Mais que recouvre exactement cette métaphore de la sorcellerie appliquée à l’État ? Pour le professeur, le « sorcier » est celui qui apporte le malheur. L’État sorcier congolais serait ainsi une structure dont chaque décision, chaque mesure, se retourne systématiquement contre le bien-être de ses citoyens. Prenant l’exemple des embouteillages monstres de Kinshasa, il souligne le caractère contre-productif des actions publiques : « Tout ceci parce que l’on veut arranger les embouteillages, on crée des nouvelles lois qui ne marchent pas. » Le remède aggraverait ainsi le mal.
Cette gouvernance congolaise défaillante créerait un cercle vicieux infernal. Face à un État prédateur, les citoyens seraient contraints d’adopter des « stratégies sorcières » pour contrer la « sorcellerie de l’État ». L’enseignant décrit des fonctionnaires transformés en « vampires » de leur poste par des salaires de misère, et une population qui, par « réflexe de survie », banalise la corruption, l’insulte et la tricherie. Sommes-nous dès lors face à une nation de délinquants contraints, ou à une société devenue complice active de son propre malheur ? La question, lancée comme un pavé dans la mare, oblige à un examen de conscience collectif.

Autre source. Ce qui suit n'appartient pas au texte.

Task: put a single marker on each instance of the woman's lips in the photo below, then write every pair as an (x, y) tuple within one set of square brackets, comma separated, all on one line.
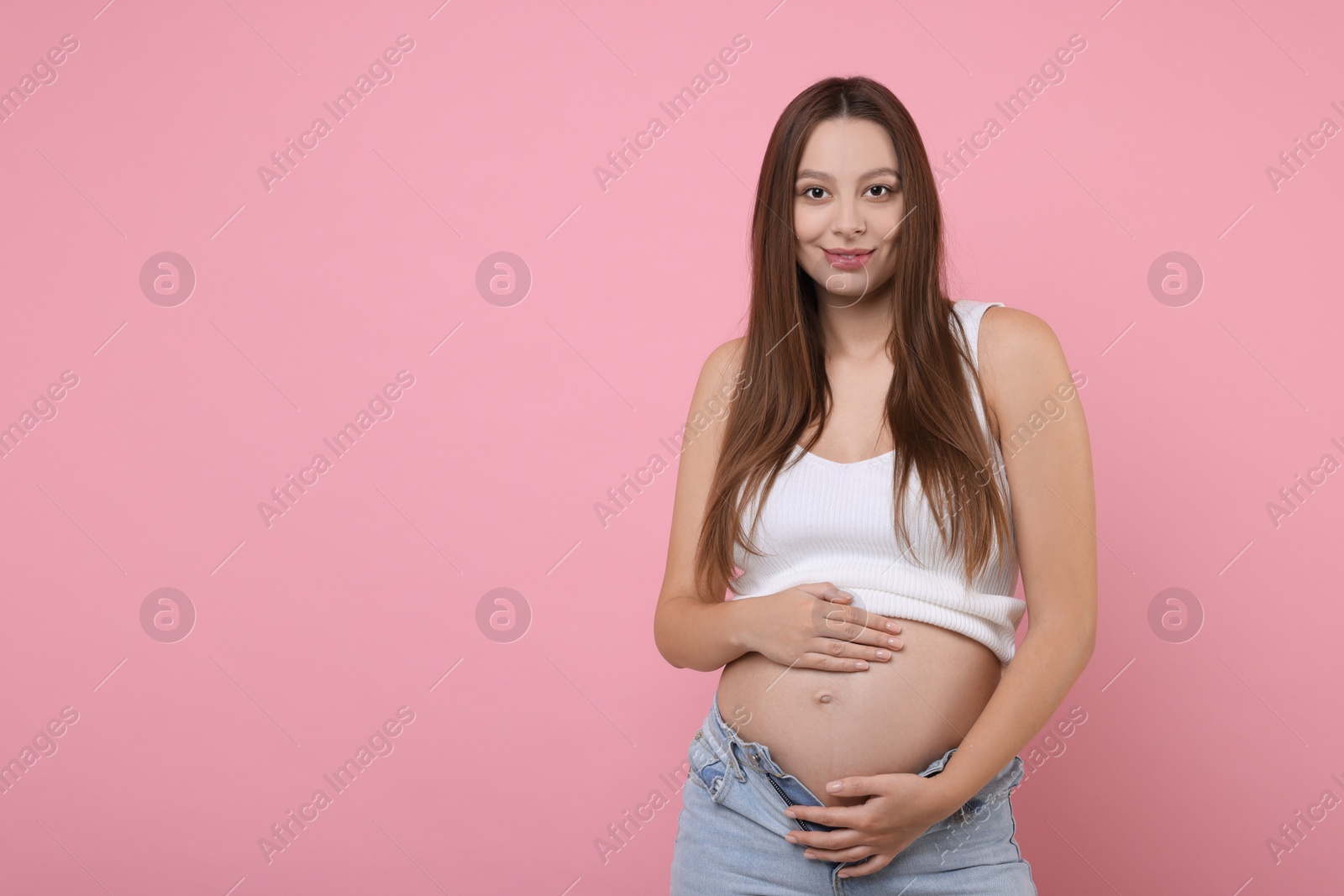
[(848, 261)]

La réaction en ligne a été immédiate et polarisée. Certains voient en Émile Bongeli un génie lucide, courageux pour avoir osé nommer l’indicible. D’autres dénoncent une insulte gratuite envers un peuple déjà éprouvé, une généralisation dangereuse qui exonère les individus de leur responsabilité personnelle. Le débat révèle une fracture profonde dans la manière d’appréhender la crise congolaise. L’accusation se retourne d’ailleurs contre son auteur : si tout le monde est pris dans cette spirale, le professeur lui-même n’en serait-il pas un acteur ? A-t-il, lui aussi, commis ses cinq infractions quotidiennes ?

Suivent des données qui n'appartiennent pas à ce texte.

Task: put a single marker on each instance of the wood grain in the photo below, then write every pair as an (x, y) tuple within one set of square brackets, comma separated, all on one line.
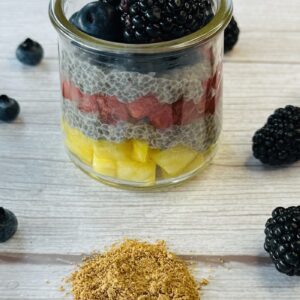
[(219, 214)]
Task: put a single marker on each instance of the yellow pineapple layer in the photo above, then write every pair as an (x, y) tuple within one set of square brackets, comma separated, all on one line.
[(132, 160)]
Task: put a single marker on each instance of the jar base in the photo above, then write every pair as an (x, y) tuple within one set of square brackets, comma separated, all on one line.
[(128, 185)]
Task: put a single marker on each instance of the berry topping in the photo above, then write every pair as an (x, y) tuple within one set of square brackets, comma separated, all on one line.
[(283, 239), (99, 19), (231, 35), (30, 53), (8, 224), (278, 142), (150, 21), (9, 109)]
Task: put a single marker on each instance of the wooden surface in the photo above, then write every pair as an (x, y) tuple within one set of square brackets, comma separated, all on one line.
[(220, 215)]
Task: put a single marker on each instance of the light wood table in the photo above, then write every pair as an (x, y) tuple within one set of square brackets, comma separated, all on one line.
[(216, 220)]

Au-delà du constat ravageur, Bongeli esquisse une voie de sortie. Il parle d’« exorciser l’État », de le recréer pour en faire un promoteur de bonheur collectif et non un instrument d’exploitation. Sa recommandation est à la fois culturelle et politique : il enjoint aux étudiants de privilégier les ouvrages des chercheurs congolais, dont les travaux seraient plus à même de décrypter la réalité locale que les théories occidentales qu’il estime « fausses à 50 % ». Ce nationalisme intellectuel est-il la clé pour repenser une gouvernance congolaise émancipée ?

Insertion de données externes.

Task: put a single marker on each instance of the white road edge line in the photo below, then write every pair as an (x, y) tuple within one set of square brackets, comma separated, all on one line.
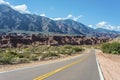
[(38, 65), (99, 69)]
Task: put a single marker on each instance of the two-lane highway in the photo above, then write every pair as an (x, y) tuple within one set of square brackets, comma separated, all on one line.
[(83, 67)]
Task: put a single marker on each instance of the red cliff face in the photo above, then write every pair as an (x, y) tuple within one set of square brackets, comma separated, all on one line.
[(15, 41)]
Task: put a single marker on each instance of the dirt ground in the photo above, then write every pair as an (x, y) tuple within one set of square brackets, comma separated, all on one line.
[(110, 65), (36, 63)]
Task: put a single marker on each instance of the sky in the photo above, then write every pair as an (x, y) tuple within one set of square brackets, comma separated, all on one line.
[(93, 13)]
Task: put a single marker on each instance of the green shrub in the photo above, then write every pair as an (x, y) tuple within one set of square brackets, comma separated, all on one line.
[(49, 55), (112, 48)]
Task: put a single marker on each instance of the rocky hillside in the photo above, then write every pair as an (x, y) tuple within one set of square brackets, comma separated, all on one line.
[(11, 20)]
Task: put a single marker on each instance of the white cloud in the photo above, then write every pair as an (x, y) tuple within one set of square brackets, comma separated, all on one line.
[(4, 2), (105, 25), (90, 26), (21, 8), (69, 16), (42, 15), (101, 24)]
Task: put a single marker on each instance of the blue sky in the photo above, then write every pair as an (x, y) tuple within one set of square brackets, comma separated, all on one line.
[(94, 13)]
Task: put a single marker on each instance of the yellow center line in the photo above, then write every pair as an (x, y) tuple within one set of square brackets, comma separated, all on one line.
[(59, 69)]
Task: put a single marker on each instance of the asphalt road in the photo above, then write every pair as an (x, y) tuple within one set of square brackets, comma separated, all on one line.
[(83, 67)]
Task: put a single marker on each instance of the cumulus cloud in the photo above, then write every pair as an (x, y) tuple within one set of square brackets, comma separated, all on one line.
[(105, 25), (21, 8), (42, 15), (69, 16)]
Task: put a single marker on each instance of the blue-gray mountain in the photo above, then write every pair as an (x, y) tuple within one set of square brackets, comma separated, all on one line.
[(12, 20)]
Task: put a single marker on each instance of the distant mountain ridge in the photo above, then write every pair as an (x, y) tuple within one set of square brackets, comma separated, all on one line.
[(13, 20)]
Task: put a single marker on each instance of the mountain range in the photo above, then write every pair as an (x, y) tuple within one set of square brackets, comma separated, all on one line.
[(13, 20)]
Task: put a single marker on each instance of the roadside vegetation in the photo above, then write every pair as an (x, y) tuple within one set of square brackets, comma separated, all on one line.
[(26, 55), (111, 48)]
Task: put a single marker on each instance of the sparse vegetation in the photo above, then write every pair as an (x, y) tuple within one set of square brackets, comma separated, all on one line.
[(25, 55), (112, 48)]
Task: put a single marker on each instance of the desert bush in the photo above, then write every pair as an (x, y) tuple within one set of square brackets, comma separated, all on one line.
[(49, 55), (112, 48)]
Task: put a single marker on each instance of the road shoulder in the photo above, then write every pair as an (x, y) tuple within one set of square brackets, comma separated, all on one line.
[(110, 65)]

En définitive, le coup de projecteur du professeur Bongeli, intervenu en plein bilan des vingt ans de la Constitution RDC, a réussi un tour de force : éclipser les discours techniques par une image saisissante. Elle force le débat sur le terrain de l’imaginaire collectif et de la responsabilité historique. La métaphore de l’État sorcier dépasse la simple critique politique pour toucher à une angoisse existentielle partagée par de nombreux Congolais. Le système est-il une fatalité contre laquelle on ne peut que se défendre par des moyens tout aussi vils ? Ou bien la société congolaise détient-elle, dans ses propres ressources morales et intellectuelles, les outils pour rompre l’enchantement maléfique et construire un État véritablement au service de tous ? L’exorcisme, s’il doit avoir lieu, commencera peut-être par cette interrogation publique, douloureuse mais nécessaire.